The date of entry of the panel into the collection is unknown. It is documented with certainty for the first time in the Fideicommissary list of 1833. It is probable that the acquisition of the painting, of modest quality, should be considered as an attempt to recreate, rather than to compensate for, the existence in the collection of a work sold in 1801 to ‘Mr. Durand of Paris’ together with a group of paintings of considerable interest, as can be seen from the description in the inventory of 1693. It may be a derivation from Leonardo’s famous prototype kept in the Louvre. The subject depicted, albeit with a different iconography, and the closeness of the measurements make the hypothesis of an acquisition after 1801 most plausible.
Borghese Collection, probably after 1801 (Della Pergola), first mentioned in the Inventory Fidecommessario Borghese of 1833, p. 34. Purchased by Italian State, 1902.
The date of entry of the panel into the Borghese Collection, documented with certainty for the first time in the Fideicommissary list of 1833, is unknown, although Della Pergola speculated that it had been acquired after 1801 (1955, pp. 78-79). In fact, in 1801 an ancient replica of the St John the Baptist by Leonardo (Louvre, Parigi, inv. 775; MR 318) was sold together with other important works including Caravaggio’s Supper at Emmaus, now in the National Gallery in London (inv. NG172).
This replica, mentioned in previous inventories, from that of 1693 to that of 1790, was sold in 1801 to the antiquarian Durand of Paris (Della Pergola 1955, pp. 78-79).
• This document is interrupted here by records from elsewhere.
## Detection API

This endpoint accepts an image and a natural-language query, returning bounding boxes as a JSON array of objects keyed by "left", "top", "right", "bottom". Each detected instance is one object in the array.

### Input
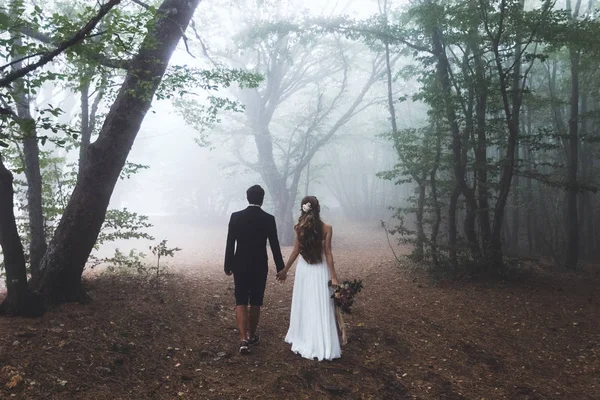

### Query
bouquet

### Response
[{"left": 328, "top": 279, "right": 363, "bottom": 345}]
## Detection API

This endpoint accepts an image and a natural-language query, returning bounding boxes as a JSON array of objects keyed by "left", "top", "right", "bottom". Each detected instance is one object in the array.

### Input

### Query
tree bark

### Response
[
  {"left": 565, "top": 49, "right": 580, "bottom": 270},
  {"left": 0, "top": 155, "right": 43, "bottom": 317},
  {"left": 31, "top": 0, "right": 200, "bottom": 303},
  {"left": 429, "top": 123, "right": 442, "bottom": 267},
  {"left": 12, "top": 36, "right": 46, "bottom": 277},
  {"left": 412, "top": 179, "right": 427, "bottom": 262}
]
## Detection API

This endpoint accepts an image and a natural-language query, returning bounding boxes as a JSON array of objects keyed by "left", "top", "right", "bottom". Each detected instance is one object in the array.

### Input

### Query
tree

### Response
[
  {"left": 31, "top": 0, "right": 199, "bottom": 303},
  {"left": 185, "top": 3, "right": 397, "bottom": 241}
]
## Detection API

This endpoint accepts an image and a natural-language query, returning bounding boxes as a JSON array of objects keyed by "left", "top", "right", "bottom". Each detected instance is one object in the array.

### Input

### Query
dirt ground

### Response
[{"left": 0, "top": 223, "right": 600, "bottom": 400}]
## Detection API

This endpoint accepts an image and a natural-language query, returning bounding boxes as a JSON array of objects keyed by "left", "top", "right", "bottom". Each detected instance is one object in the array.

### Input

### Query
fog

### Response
[
  {"left": 92, "top": 1, "right": 426, "bottom": 263},
  {"left": 1, "top": 0, "right": 599, "bottom": 282}
]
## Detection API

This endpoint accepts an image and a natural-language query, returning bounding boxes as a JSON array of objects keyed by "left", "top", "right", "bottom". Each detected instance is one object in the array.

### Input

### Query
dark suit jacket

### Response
[{"left": 225, "top": 206, "right": 285, "bottom": 274}]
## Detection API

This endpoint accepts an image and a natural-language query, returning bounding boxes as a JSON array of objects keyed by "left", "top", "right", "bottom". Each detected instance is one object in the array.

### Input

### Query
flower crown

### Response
[{"left": 302, "top": 203, "right": 312, "bottom": 212}]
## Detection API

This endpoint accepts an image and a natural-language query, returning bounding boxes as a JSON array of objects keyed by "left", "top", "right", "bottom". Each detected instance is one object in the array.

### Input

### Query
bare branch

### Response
[{"left": 0, "top": 0, "right": 121, "bottom": 87}]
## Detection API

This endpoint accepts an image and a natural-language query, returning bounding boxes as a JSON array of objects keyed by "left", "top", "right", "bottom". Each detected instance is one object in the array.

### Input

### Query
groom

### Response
[{"left": 225, "top": 185, "right": 285, "bottom": 354}]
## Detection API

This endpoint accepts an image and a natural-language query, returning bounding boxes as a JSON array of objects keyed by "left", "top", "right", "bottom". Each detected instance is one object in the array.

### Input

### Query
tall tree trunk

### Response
[
  {"left": 488, "top": 0, "right": 525, "bottom": 272},
  {"left": 79, "top": 72, "right": 106, "bottom": 171},
  {"left": 12, "top": 36, "right": 46, "bottom": 277},
  {"left": 429, "top": 123, "right": 442, "bottom": 267},
  {"left": 565, "top": 49, "right": 580, "bottom": 270},
  {"left": 510, "top": 153, "right": 521, "bottom": 255},
  {"left": 526, "top": 148, "right": 536, "bottom": 256},
  {"left": 31, "top": 0, "right": 200, "bottom": 303},
  {"left": 412, "top": 179, "right": 427, "bottom": 262},
  {"left": 0, "top": 155, "right": 43, "bottom": 316}
]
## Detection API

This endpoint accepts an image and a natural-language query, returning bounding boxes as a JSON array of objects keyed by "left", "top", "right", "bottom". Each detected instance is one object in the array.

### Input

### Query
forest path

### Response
[{"left": 0, "top": 225, "right": 600, "bottom": 400}]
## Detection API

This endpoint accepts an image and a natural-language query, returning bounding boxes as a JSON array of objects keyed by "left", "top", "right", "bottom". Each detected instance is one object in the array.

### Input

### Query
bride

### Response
[{"left": 277, "top": 196, "right": 342, "bottom": 361}]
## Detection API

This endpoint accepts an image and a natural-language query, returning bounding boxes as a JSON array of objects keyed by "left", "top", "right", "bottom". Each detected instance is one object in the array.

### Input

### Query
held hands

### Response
[{"left": 276, "top": 269, "right": 287, "bottom": 282}]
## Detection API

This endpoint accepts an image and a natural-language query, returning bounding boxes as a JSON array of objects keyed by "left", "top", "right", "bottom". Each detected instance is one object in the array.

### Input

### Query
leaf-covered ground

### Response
[{"left": 0, "top": 225, "right": 600, "bottom": 400}]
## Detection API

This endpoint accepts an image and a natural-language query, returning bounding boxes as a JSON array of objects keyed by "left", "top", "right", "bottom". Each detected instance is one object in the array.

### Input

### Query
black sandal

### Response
[
  {"left": 240, "top": 340, "right": 250, "bottom": 354},
  {"left": 248, "top": 334, "right": 260, "bottom": 346}
]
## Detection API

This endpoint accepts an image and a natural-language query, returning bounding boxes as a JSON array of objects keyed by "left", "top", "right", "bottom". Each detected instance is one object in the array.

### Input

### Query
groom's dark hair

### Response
[{"left": 246, "top": 185, "right": 265, "bottom": 206}]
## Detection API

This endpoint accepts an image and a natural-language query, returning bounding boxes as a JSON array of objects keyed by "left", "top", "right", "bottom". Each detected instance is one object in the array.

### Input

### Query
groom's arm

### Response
[
  {"left": 269, "top": 216, "right": 285, "bottom": 272},
  {"left": 225, "top": 214, "right": 236, "bottom": 275}
]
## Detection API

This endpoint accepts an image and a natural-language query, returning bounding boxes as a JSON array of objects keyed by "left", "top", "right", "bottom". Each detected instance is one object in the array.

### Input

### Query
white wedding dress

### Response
[{"left": 285, "top": 256, "right": 342, "bottom": 361}]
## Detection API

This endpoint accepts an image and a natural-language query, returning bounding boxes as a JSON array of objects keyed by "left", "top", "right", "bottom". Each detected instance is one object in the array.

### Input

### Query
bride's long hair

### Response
[{"left": 295, "top": 196, "right": 323, "bottom": 264}]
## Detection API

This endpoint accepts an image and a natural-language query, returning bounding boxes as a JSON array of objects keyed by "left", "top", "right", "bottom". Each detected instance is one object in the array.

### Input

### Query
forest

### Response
[{"left": 0, "top": 0, "right": 600, "bottom": 400}]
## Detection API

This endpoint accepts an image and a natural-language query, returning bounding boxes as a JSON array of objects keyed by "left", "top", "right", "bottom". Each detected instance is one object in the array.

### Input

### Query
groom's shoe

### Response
[
  {"left": 240, "top": 340, "right": 250, "bottom": 354},
  {"left": 247, "top": 334, "right": 260, "bottom": 346}
]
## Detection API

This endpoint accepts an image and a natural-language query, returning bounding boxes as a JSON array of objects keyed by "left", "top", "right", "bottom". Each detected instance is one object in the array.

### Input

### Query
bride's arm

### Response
[
  {"left": 325, "top": 226, "right": 338, "bottom": 286},
  {"left": 277, "top": 236, "right": 300, "bottom": 280}
]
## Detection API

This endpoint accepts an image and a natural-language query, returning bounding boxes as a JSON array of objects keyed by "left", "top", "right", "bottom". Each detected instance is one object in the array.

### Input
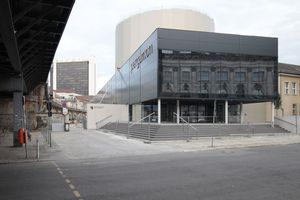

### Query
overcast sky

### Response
[{"left": 56, "top": 0, "right": 300, "bottom": 92}]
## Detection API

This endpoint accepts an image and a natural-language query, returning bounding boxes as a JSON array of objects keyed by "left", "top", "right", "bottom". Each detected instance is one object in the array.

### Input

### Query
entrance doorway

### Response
[
  {"left": 216, "top": 102, "right": 225, "bottom": 123},
  {"left": 161, "top": 100, "right": 176, "bottom": 123}
]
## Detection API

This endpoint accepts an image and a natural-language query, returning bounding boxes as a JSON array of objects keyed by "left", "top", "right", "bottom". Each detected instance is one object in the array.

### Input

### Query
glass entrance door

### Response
[
  {"left": 216, "top": 102, "right": 225, "bottom": 123},
  {"left": 161, "top": 100, "right": 176, "bottom": 123}
]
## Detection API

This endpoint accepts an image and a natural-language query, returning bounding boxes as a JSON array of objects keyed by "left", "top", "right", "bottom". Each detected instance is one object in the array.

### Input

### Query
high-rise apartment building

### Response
[{"left": 50, "top": 59, "right": 96, "bottom": 95}]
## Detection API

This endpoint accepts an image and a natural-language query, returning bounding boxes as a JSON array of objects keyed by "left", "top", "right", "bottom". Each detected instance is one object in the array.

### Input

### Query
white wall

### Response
[
  {"left": 115, "top": 9, "right": 215, "bottom": 68},
  {"left": 87, "top": 103, "right": 128, "bottom": 129},
  {"left": 242, "top": 102, "right": 271, "bottom": 123}
]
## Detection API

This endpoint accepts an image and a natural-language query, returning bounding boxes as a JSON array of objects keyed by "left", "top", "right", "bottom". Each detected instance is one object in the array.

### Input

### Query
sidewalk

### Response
[
  {"left": 0, "top": 127, "right": 300, "bottom": 164},
  {"left": 0, "top": 131, "right": 49, "bottom": 164}
]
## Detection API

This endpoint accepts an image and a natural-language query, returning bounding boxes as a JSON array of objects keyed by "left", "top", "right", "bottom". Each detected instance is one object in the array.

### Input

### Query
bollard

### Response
[{"left": 36, "top": 139, "right": 40, "bottom": 159}]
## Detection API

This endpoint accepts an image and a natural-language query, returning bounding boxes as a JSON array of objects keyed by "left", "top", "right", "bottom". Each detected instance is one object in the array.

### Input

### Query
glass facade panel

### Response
[
  {"left": 158, "top": 50, "right": 277, "bottom": 101},
  {"left": 235, "top": 72, "right": 246, "bottom": 81}
]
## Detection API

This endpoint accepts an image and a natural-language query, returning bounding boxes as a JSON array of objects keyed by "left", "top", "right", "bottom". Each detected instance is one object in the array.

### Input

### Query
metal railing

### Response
[
  {"left": 274, "top": 117, "right": 298, "bottom": 133},
  {"left": 173, "top": 112, "right": 198, "bottom": 142},
  {"left": 96, "top": 115, "right": 112, "bottom": 129},
  {"left": 127, "top": 112, "right": 155, "bottom": 143}
]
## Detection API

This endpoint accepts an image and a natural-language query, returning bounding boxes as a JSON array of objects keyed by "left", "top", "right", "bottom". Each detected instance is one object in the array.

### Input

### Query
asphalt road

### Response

The inventory of 1693 described it as ‘a painting of two and a half palms of a St John pointing with his finger to the letters Agnus Dei, No. 188, with a gilded frame on a panel by Leonardo da Vinci’.
The panel now in the collection, of inferior quality, ‘without value’ (Longhi 1928, p. 354), is therefore a variant of the famous model by Leonardo, which might be seen as a purchase by the Borghese family in an attempt to recreate, rather than compensate for, the previously sold replica of St John the Baptist.
This behavior reflects the nineteenth-century collecting criteria, which focused on documenting the historical identity of the collection, including through works that, although lacking any real aesthetic quality, were iconographically and symbolically connected to the original models.